Selvaratnam v. Ashcroft

MEMORANDUM *

Thirukkamar Selvaratnam, a Tamil and a citizen of Sri Lanka, petitions for review of the Board of Immigration Appeals’ dismissal of an Immigration Judge’s denial of his claim for asylum, withholding of removal, and relief under the Torture Convention.1 We deny the petition.

The BIA’s determination that an alien is not eligible for asylum must be upheld if “ ‘supported by reasonable, substantial, and probative evidence on the record considered as a whole.’ ” INS v. Elias-Zacarias, 502 U.S. 478, 481, 112 S.Ct. 812, 815, 117 L.Ed.2d 38 (1992) (citation omitted). “It can be reversed only if the evidence presented ... was such that a reasonable factfinder would have to conclude that the requisite fear of persecution existed.” Id. When an alien seeks to overturn the BIA’s adverse determination “he must show that the evidence he presented was so compelling that no reasonable factfinder could fail to find the requisite fear of persecution.” Id. at 483-84, 112 S.Ct. at 817; see also Ghaly v. INS, 58 F.3d 1425, 1429 (9th Cir.1995). Credibility determinations are judged by the same basic standard. See Gui v. INS, 280 F.3d 1217, 1225 (9th Cir.2002); Cordon-Garcia v. INS, 204 F.3d 985, 990 (9th Cir.2000); de Leon-Barrios v. INS, 116 F.3d 391, 393 (9th Cir.1997). In that area, however, we have added that the determination “ ‘must be supported by a specific, cogent reason.’ ” de Leon-Barrios, 116 F.3d at 393 (citation omitted); see also Gui, 280 F.3d at 1225; Akinmade v. INS, 196 F.3d 951, 954 (9th Cir.1999).

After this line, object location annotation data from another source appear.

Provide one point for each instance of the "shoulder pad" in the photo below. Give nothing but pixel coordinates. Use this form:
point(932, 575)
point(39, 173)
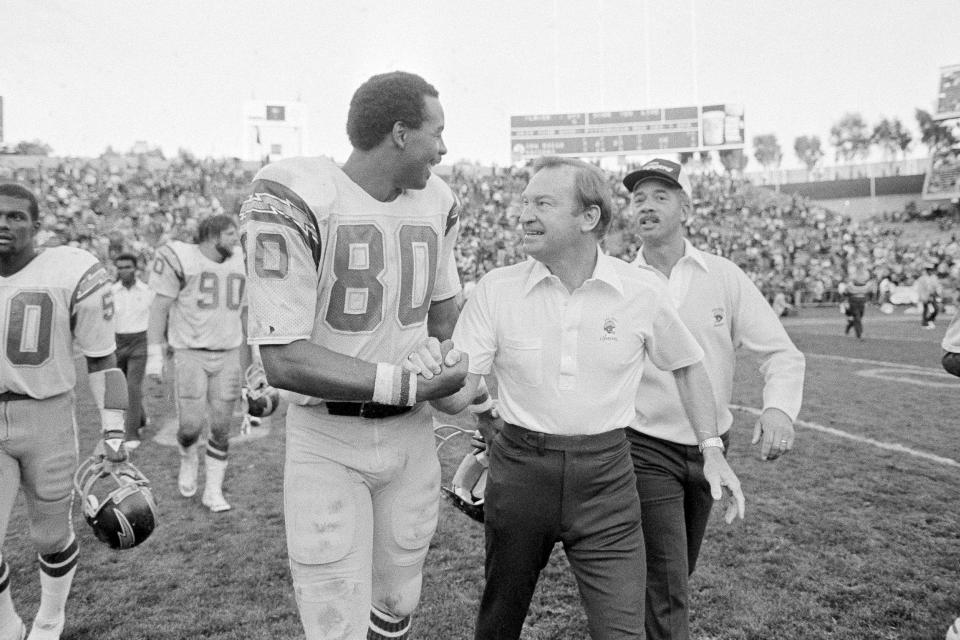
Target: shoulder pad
point(92, 279)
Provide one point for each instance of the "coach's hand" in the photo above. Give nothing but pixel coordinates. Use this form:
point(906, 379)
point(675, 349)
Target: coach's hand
point(425, 359)
point(774, 430)
point(722, 480)
point(451, 378)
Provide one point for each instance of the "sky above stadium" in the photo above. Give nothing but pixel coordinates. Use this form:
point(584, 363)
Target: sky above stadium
point(84, 75)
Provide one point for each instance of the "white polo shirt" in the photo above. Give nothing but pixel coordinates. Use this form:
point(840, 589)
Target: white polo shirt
point(724, 310)
point(570, 363)
point(131, 306)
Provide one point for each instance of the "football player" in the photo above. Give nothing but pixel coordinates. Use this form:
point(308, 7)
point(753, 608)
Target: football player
point(349, 269)
point(200, 306)
point(49, 303)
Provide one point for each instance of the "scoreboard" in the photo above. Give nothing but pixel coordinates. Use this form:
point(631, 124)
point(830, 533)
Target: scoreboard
point(620, 133)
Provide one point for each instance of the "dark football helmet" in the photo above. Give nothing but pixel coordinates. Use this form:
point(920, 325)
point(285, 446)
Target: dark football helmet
point(469, 482)
point(125, 513)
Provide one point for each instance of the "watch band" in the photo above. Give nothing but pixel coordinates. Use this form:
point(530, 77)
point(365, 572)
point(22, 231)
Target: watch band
point(715, 441)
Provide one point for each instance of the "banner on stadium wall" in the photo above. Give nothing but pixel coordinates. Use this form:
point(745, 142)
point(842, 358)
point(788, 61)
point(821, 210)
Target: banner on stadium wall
point(625, 133)
point(942, 180)
point(948, 99)
point(273, 129)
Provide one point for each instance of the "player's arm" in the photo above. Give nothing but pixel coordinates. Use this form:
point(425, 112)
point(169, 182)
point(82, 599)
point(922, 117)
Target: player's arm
point(109, 388)
point(442, 318)
point(313, 370)
point(93, 330)
point(156, 333)
point(246, 351)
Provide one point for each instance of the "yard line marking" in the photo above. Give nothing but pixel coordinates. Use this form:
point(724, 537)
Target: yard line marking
point(881, 363)
point(896, 374)
point(899, 448)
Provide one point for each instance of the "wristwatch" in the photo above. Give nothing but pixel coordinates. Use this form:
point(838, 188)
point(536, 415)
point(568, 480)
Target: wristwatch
point(715, 441)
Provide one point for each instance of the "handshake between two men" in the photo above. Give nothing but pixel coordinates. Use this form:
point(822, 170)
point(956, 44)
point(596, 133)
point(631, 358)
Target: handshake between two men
point(444, 379)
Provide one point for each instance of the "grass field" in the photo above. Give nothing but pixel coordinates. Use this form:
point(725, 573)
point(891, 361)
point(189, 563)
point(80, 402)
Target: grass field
point(855, 535)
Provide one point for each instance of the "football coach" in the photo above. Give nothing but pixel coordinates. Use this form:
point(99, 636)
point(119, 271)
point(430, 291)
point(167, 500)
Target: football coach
point(567, 335)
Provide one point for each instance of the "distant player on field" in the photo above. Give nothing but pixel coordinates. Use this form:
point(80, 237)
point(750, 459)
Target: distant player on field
point(49, 303)
point(856, 294)
point(132, 298)
point(201, 290)
point(951, 346)
point(349, 270)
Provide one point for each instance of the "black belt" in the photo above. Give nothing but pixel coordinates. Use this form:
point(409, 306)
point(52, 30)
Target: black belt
point(9, 396)
point(371, 410)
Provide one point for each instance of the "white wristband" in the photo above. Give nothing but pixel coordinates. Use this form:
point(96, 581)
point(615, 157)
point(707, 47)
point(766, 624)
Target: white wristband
point(383, 387)
point(395, 385)
point(111, 420)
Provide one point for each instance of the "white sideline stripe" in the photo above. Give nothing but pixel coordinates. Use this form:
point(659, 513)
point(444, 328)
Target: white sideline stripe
point(899, 448)
point(881, 363)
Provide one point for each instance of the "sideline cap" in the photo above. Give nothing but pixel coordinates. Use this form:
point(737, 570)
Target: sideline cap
point(661, 169)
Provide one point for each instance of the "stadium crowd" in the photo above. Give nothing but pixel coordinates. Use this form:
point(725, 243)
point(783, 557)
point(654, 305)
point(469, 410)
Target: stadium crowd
point(118, 204)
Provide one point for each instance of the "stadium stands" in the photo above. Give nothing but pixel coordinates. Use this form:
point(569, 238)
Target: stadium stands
point(786, 244)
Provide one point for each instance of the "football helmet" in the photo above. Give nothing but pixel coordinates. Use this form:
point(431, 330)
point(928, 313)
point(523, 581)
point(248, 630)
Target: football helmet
point(262, 399)
point(125, 513)
point(469, 482)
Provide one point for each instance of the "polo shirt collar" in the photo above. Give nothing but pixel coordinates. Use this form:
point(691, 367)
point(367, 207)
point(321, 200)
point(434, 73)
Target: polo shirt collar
point(604, 271)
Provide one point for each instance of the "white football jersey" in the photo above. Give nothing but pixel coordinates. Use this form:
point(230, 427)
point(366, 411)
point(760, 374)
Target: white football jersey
point(209, 296)
point(61, 298)
point(329, 263)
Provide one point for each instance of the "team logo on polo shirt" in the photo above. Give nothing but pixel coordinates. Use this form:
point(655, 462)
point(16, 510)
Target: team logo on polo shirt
point(609, 330)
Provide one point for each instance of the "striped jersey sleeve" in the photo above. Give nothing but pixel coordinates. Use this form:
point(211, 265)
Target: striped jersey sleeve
point(166, 274)
point(281, 242)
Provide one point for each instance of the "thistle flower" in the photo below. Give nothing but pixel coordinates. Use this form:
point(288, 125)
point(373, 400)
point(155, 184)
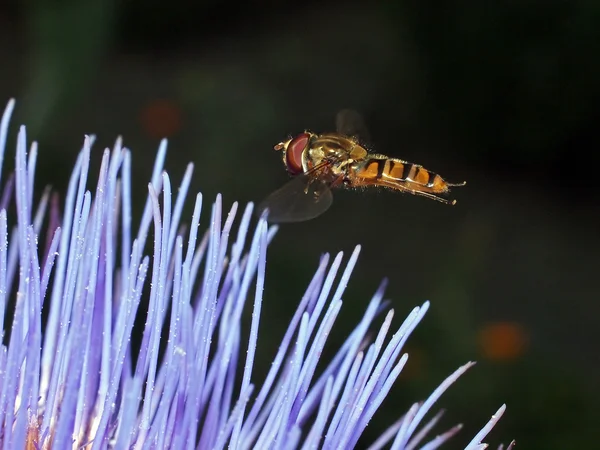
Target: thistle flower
point(71, 378)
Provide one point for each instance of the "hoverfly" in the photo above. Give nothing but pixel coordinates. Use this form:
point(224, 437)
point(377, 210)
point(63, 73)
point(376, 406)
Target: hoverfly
point(320, 162)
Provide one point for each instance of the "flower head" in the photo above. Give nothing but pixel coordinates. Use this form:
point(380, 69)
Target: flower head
point(74, 375)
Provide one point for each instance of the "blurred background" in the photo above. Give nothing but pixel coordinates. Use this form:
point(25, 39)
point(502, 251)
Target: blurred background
point(505, 95)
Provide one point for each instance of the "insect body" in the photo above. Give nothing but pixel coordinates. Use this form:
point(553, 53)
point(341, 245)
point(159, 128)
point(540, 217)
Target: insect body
point(320, 162)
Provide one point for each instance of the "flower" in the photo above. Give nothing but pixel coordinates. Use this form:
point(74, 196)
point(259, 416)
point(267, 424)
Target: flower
point(78, 378)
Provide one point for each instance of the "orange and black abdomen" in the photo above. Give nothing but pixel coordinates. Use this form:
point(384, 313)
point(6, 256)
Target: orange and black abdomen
point(389, 172)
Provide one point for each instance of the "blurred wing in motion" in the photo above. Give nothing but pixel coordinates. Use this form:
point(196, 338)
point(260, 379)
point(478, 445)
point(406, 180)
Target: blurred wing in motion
point(303, 198)
point(349, 122)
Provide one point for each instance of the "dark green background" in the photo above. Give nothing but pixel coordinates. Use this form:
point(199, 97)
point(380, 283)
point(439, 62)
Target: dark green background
point(502, 94)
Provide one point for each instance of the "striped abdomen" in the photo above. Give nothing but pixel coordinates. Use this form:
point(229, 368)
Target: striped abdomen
point(398, 174)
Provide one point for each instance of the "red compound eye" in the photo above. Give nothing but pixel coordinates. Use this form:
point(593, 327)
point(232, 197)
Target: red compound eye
point(293, 154)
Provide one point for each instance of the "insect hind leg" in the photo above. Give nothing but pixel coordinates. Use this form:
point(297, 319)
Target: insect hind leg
point(430, 195)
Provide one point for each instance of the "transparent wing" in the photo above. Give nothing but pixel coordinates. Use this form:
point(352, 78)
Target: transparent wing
point(303, 198)
point(350, 123)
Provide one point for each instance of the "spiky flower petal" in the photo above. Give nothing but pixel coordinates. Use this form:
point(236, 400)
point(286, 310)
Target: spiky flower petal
point(82, 378)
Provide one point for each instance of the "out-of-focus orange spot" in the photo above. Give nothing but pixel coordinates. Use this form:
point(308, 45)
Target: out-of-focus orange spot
point(161, 118)
point(503, 341)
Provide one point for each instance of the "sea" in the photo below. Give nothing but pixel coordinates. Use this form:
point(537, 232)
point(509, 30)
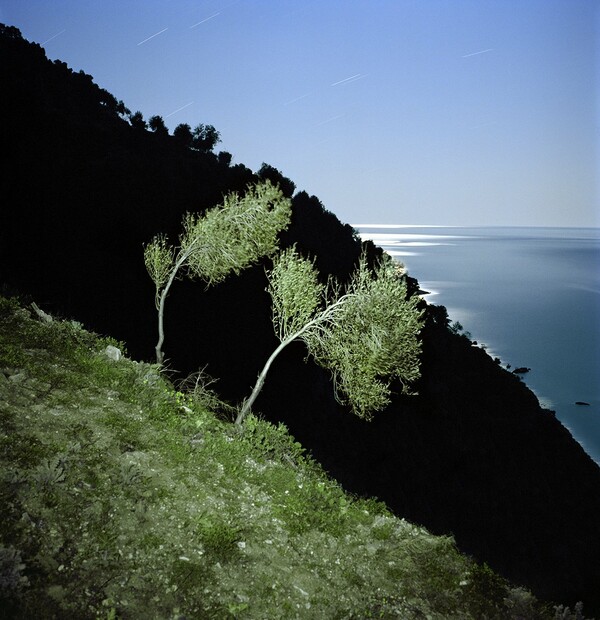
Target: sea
point(531, 296)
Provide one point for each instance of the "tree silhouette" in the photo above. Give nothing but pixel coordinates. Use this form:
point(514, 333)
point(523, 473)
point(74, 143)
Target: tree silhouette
point(276, 177)
point(137, 120)
point(367, 335)
point(183, 134)
point(223, 240)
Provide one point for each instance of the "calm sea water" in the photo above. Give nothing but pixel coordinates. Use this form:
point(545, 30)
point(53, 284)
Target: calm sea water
point(531, 295)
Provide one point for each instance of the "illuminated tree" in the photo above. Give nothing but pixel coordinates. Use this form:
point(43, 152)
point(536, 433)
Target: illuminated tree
point(223, 240)
point(366, 335)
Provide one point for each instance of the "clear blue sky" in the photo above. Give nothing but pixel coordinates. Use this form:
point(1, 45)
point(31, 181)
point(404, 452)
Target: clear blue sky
point(449, 112)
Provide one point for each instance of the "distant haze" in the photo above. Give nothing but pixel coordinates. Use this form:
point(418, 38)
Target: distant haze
point(470, 112)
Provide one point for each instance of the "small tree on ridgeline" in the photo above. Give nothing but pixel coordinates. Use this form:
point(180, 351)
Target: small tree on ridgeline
point(367, 335)
point(223, 240)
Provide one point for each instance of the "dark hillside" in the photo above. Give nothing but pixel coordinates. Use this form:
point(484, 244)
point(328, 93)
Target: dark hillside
point(473, 455)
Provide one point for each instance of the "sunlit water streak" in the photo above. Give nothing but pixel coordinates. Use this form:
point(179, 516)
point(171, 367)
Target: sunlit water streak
point(531, 295)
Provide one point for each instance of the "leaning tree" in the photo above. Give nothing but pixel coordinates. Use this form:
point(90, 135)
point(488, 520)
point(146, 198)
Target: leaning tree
point(366, 334)
point(223, 240)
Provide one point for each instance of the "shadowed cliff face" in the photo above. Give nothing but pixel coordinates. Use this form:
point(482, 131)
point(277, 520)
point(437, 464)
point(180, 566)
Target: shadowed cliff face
point(472, 455)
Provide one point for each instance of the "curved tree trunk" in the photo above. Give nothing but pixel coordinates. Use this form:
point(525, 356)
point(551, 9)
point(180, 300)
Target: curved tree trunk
point(247, 406)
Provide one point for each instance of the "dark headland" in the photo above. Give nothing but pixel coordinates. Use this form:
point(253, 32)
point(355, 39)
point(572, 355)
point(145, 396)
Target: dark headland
point(474, 455)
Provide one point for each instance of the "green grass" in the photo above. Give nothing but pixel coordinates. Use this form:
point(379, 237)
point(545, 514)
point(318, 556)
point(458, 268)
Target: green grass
point(122, 497)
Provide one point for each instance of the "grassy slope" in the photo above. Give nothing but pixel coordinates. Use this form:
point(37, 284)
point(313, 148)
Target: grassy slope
point(122, 497)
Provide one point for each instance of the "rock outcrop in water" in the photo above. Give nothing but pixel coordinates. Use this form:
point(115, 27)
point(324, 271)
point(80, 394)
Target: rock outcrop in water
point(473, 455)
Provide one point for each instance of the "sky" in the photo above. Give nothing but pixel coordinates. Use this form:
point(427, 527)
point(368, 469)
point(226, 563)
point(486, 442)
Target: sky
point(416, 112)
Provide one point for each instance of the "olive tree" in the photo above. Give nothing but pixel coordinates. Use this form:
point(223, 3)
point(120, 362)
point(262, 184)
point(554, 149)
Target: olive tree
point(367, 334)
point(223, 240)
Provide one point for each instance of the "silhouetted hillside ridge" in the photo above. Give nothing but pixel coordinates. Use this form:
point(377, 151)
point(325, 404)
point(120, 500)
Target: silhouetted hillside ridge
point(473, 455)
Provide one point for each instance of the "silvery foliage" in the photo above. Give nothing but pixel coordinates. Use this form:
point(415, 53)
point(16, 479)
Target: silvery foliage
point(367, 335)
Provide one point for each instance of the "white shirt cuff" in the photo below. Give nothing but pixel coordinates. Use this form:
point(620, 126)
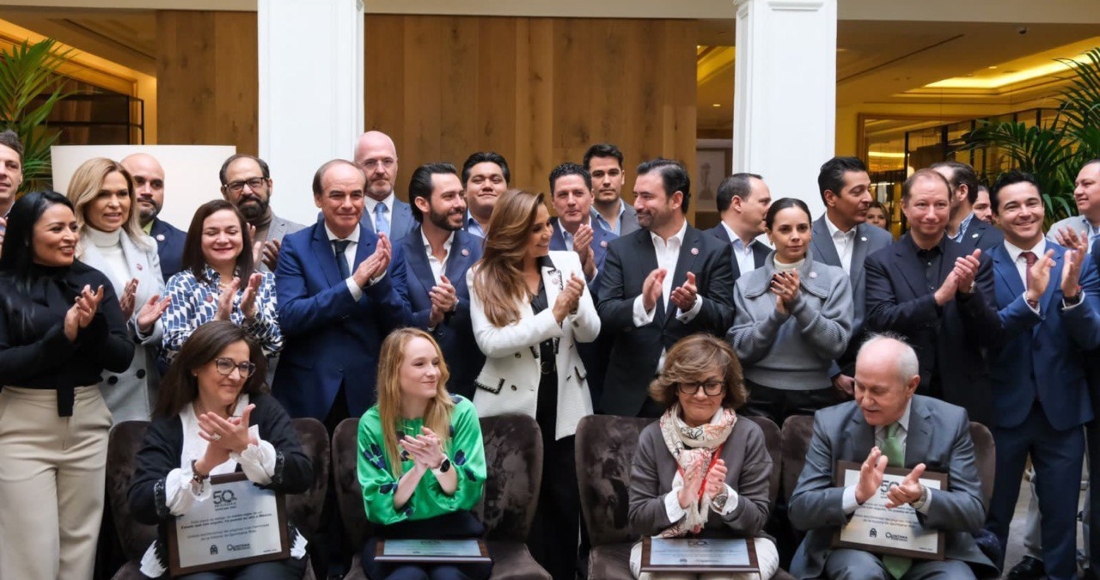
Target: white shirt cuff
point(640, 316)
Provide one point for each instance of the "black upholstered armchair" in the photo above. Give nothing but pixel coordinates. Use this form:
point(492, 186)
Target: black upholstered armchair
point(514, 463)
point(304, 510)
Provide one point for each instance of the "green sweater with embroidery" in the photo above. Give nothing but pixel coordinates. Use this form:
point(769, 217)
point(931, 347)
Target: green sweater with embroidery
point(466, 453)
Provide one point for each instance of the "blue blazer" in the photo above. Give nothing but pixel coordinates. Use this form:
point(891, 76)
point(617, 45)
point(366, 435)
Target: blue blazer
point(600, 240)
point(330, 338)
point(400, 221)
point(169, 247)
point(454, 334)
point(1042, 356)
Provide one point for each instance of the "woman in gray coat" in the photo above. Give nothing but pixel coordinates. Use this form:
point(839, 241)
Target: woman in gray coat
point(112, 241)
point(701, 470)
point(793, 317)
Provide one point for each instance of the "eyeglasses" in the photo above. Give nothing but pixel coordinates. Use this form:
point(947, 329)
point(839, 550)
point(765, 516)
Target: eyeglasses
point(371, 164)
point(226, 368)
point(711, 387)
point(253, 184)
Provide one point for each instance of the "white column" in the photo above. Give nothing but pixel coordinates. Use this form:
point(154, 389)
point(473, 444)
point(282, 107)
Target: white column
point(310, 92)
point(784, 94)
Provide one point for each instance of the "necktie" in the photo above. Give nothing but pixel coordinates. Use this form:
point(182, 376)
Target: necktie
point(895, 458)
point(381, 221)
point(341, 247)
point(1031, 258)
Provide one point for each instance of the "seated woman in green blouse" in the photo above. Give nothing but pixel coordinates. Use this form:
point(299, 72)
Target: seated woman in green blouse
point(421, 461)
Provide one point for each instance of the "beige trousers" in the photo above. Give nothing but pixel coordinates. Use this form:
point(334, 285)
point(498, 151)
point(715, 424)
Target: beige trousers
point(52, 483)
point(767, 559)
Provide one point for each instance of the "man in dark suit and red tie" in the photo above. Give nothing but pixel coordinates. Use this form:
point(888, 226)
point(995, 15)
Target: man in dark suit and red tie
point(436, 256)
point(661, 283)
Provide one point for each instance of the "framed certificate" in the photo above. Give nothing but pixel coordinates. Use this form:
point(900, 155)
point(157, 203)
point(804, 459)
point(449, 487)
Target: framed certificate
point(431, 550)
point(241, 524)
point(879, 529)
point(699, 555)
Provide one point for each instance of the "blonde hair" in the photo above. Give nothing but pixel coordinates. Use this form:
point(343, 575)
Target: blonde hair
point(437, 416)
point(86, 184)
point(499, 273)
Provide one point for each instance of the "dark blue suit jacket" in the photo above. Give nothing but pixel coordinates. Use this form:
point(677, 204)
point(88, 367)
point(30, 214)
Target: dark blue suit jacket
point(1042, 356)
point(169, 247)
point(948, 339)
point(329, 337)
point(759, 251)
point(454, 334)
point(400, 221)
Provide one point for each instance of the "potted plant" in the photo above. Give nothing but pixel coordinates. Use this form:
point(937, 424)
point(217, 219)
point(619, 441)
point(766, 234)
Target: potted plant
point(30, 86)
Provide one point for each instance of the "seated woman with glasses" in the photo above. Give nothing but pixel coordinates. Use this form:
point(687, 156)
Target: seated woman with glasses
point(215, 417)
point(421, 460)
point(792, 318)
point(701, 470)
point(219, 282)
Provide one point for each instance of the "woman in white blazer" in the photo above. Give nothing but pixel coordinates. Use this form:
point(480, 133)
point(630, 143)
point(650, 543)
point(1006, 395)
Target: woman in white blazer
point(529, 307)
point(112, 241)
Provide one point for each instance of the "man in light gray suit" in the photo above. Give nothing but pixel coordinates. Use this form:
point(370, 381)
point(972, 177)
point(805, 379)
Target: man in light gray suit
point(843, 238)
point(1087, 196)
point(382, 211)
point(246, 183)
point(888, 419)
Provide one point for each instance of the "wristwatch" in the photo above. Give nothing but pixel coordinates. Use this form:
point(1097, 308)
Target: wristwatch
point(444, 466)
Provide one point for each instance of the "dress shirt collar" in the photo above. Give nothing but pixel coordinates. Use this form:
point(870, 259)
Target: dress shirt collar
point(679, 237)
point(332, 237)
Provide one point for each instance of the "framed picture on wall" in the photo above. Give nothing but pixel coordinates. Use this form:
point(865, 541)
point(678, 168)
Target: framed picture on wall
point(712, 166)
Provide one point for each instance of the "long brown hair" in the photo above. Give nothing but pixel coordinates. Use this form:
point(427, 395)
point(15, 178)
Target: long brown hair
point(499, 273)
point(437, 416)
point(179, 386)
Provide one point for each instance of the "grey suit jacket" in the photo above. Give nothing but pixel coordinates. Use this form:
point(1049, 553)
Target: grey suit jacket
point(869, 239)
point(279, 228)
point(132, 394)
point(938, 436)
point(748, 468)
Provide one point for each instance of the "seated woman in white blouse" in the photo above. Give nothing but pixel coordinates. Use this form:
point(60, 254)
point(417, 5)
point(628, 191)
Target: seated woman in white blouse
point(213, 417)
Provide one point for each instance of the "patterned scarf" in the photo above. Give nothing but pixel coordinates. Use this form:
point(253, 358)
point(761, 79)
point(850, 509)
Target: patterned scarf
point(694, 448)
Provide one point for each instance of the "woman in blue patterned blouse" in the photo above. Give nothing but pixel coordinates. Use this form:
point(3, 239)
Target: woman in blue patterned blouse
point(218, 282)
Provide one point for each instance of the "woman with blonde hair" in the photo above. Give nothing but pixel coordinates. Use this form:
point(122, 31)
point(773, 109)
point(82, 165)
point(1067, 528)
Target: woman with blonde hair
point(701, 470)
point(528, 308)
point(421, 460)
point(112, 241)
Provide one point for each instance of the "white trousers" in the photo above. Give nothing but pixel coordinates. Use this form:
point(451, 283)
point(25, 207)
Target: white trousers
point(52, 483)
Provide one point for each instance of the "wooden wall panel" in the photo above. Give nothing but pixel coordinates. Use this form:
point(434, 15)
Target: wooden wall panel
point(537, 90)
point(207, 79)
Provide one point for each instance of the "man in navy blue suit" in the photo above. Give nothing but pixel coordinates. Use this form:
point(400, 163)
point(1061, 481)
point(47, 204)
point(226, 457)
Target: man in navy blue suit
point(436, 256)
point(1048, 299)
point(149, 188)
point(743, 201)
point(336, 304)
point(382, 211)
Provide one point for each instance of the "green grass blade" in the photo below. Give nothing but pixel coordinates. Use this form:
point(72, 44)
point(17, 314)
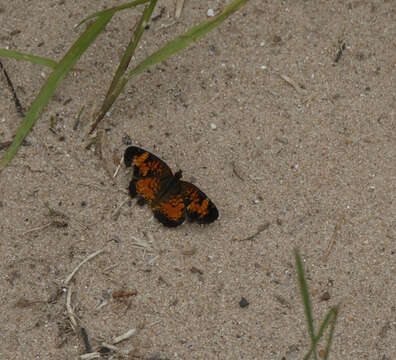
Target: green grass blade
point(305, 295)
point(113, 10)
point(27, 57)
point(332, 328)
point(170, 49)
point(55, 78)
point(122, 67)
point(330, 318)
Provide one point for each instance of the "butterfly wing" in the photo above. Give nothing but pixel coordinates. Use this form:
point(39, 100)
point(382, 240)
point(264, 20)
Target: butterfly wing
point(149, 173)
point(170, 208)
point(198, 206)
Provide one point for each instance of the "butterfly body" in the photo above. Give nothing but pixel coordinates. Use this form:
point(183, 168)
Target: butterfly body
point(171, 199)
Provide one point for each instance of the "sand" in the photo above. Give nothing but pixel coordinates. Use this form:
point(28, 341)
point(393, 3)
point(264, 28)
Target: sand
point(284, 116)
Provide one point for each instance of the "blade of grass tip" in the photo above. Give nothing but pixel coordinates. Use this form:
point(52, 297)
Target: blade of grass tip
point(332, 328)
point(27, 57)
point(305, 294)
point(190, 36)
point(126, 58)
point(173, 47)
point(114, 9)
point(55, 78)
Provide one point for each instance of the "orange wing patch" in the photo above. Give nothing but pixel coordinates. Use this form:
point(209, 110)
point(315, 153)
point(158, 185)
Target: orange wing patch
point(148, 188)
point(198, 206)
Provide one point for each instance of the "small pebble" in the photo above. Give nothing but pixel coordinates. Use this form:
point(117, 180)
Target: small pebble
point(126, 140)
point(243, 303)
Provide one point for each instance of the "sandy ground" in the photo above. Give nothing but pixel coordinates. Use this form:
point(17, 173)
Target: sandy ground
point(284, 116)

Here Selvaratnam’s claim failed because the BIA, in reliance on the IJ’s decision, determined that Selvaratnam was not credible. We are unable to say that the determination was not supported by substantial evidence in the record. His inconsistencies went to the very heart of his asylum claim. See de Leon-Barrios, 116 F.3d at 394. For example, when he arrived at the airport in Honolulu, he said that he had not been arrested or confined in a jail or prison, but suggested that persecution might occur in the future. That alone is not dispositive. See Singh v. INS, 292 F.3d 1017, 1021-24 (9th Cir.2002). But he attempted to explain that omission with contradictory statements, viz., (1) he did so state, but it was not taken down; (2) he did not so state because he was afraid that he might be sent back to Sri Lanka, and he did not want to insult his government; (3) he feared that the INS would beat him. Moreover, his story about the severity of the torture to which he was subjected seemed to grow over time. The grossest part was not contained in earlier statements, or in his asylum application, or even, apparently, initially recounted to his attorney. It did not come out until the hearing itself.

*909On this record, we cannot say that “no reasonable factfinder could fail to find” him credible. Elias-Zacarias, 502 U.S. at 484, 112 S.Ct. at 817. Thus, the BIA could properly determine that he was not eligible for asylum.2

Nor did the BIA err when it determined that Selvaratnam was not entitled to relief under the Torture Convention. It is true that the standard under that Convention is not identical with the standard for asylum, and a person’s lack of credibility might result in denial of relief under the latter without absolutely foreclosing relief under the former. See Kamalthas v. INS, 251 F.3d 1279, 1282-84 (9th Cir.2001). However, on the information in this record, we cannot say that Selvaratnam has demonstrated that it is more likely than not that he would be tortured if returned to Sri Lanka. See 8 C.F.R. § 208.16(c)(2).

Petition DENIED.

This disposition is not appropriate for publication and may not be cited to or by the courts of this circuit except as provided by Ninth Circuit Rule 36-3.

. United Nations Convention Against Torture and Other Cruel, Inhuman or Degrading Treatment or Punishment, G.A. Res. 39/46, U.N. GAOR, 39th Sess., Supp. No. 51, U.N. Doc. A/RES/39/46 (1984).

. Because Selvaratnam did not meet the requirements for eligibility for asylum, he was not entitled to withholding of removal either. See Ghaly, 58 F.3d at 1429.